Dentro i pozzi. Ferracuti aveva incontrato Mereu a Nuraxi Figus: «Scesi con lui sottoterra, avevano allestito una sala con tavoli di fortuna e cavalletti e convocato una conferenza stampa a livello -373, davanti al deposito erano custoditi 600 chili di tritolo e i detonatori». Parla di Massole, un uomo speciale, che ha raccontato «il corpo martoriato e sacrificato del minatore». E ne riporta una frase che tutto dice dello sfruttamento bestiale incessantemente attuato sugli operai: «In miniera si dice sono morti in tanti. Non è vero. In miniera sono stati uccisi i molti, i molti, i molti sono stati uccisi in miniera. Nessuno è andato a finire dentro, probabilmente giustamente. Il responsabile era la società, eravamo tutti noi». Così Ferracuti descrive Massole: «La sua testimonianza politica diventa storia dei vinti. Ancora la testa calva, le rughe espressive, ripete che tutti non siano riusciti a cambiare la società». E per non dimenticare – e citando un documentario di Daniele Atzeni del 2002 – ripete: «In miniera non sono morti i minatori, la società, tutti noi li abbiamo uccisi».

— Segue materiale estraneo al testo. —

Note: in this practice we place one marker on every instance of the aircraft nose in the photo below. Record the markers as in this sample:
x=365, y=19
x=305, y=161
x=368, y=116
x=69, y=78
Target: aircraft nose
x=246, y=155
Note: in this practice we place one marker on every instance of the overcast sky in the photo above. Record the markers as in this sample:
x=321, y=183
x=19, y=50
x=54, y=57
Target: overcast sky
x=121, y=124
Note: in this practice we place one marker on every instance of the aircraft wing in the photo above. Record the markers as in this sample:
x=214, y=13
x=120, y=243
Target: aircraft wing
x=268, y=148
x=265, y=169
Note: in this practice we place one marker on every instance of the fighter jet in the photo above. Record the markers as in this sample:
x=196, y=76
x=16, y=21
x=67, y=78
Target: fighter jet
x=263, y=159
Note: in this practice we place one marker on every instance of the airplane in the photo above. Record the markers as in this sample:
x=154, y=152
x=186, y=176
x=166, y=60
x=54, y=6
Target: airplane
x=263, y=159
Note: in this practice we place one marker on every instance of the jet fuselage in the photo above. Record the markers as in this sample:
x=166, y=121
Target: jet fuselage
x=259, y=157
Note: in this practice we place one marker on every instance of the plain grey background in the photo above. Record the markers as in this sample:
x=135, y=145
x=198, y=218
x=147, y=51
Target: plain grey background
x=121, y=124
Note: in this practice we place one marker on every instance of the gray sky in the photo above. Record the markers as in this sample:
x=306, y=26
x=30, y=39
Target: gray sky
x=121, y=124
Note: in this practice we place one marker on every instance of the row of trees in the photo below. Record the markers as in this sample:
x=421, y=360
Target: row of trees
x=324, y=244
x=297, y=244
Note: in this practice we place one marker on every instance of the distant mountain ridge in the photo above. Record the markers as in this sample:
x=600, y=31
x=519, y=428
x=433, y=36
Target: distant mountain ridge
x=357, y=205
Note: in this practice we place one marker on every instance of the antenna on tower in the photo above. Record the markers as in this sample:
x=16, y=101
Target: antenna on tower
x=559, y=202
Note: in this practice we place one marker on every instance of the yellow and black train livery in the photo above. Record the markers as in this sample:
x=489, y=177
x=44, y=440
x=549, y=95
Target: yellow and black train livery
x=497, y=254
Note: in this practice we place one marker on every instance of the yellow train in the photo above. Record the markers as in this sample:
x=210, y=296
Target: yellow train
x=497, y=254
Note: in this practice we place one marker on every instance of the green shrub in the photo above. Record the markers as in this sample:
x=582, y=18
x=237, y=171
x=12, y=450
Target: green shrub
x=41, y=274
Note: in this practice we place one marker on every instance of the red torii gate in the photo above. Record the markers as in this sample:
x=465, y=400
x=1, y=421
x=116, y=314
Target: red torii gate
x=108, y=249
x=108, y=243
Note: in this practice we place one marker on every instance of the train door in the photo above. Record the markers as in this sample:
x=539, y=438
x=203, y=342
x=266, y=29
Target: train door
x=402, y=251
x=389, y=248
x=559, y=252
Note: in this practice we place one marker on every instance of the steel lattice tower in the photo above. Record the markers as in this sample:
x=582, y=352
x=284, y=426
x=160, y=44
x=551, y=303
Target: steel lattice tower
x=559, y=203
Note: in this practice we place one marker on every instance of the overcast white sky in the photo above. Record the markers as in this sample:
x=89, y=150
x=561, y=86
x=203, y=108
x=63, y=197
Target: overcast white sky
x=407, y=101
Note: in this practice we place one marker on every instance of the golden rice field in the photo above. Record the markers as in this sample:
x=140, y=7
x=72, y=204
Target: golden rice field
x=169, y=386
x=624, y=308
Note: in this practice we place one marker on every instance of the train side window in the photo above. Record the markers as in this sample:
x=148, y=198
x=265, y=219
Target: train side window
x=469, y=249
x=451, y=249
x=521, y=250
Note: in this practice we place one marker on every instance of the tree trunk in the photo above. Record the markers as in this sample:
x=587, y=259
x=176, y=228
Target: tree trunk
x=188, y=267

L’età dell’alluminio. Chiuse le miniere ecco i giorni dell’alluminio. Che, certo, era necessario per sostituire il lavoro distrutto e crearne del nuovo. Ma è diventata una storia di inquinamento, di industrie (anche a partecipazione statale) gestite malissimo, dirette peggio, manager incapaci, ciminiere fumanti di polveri dannose alla salute. Un po’ di cronaca per dire che nulla cambia. Scrive Ferracuti: «Vengo a sapere che l’Alcoa sposta le produzioni in Arabia Saudita, Norvegia e Islanda. Il progetto Kàrahnjùkar prevedeva la distruzione di tremila chilometri quadrati di paesaggio incontaminato. L’area selvaggia più grande d’Europa venne inondata da tre laghi artificiali e dalle scorie di una imponente fabbrica di alluminio con la regia dell’italiana Impregilo, che impiegava manodopera cinese, polacca e portoghese con paghe basse e condizioni di lavoro ai limiti del lecito».

Storie devastanti di un Paese e di una Sardegna che non sanno rispondere al quo vadis. La nebulosa-Italia di oggi può solo evocare il lavoro che c’era una volta.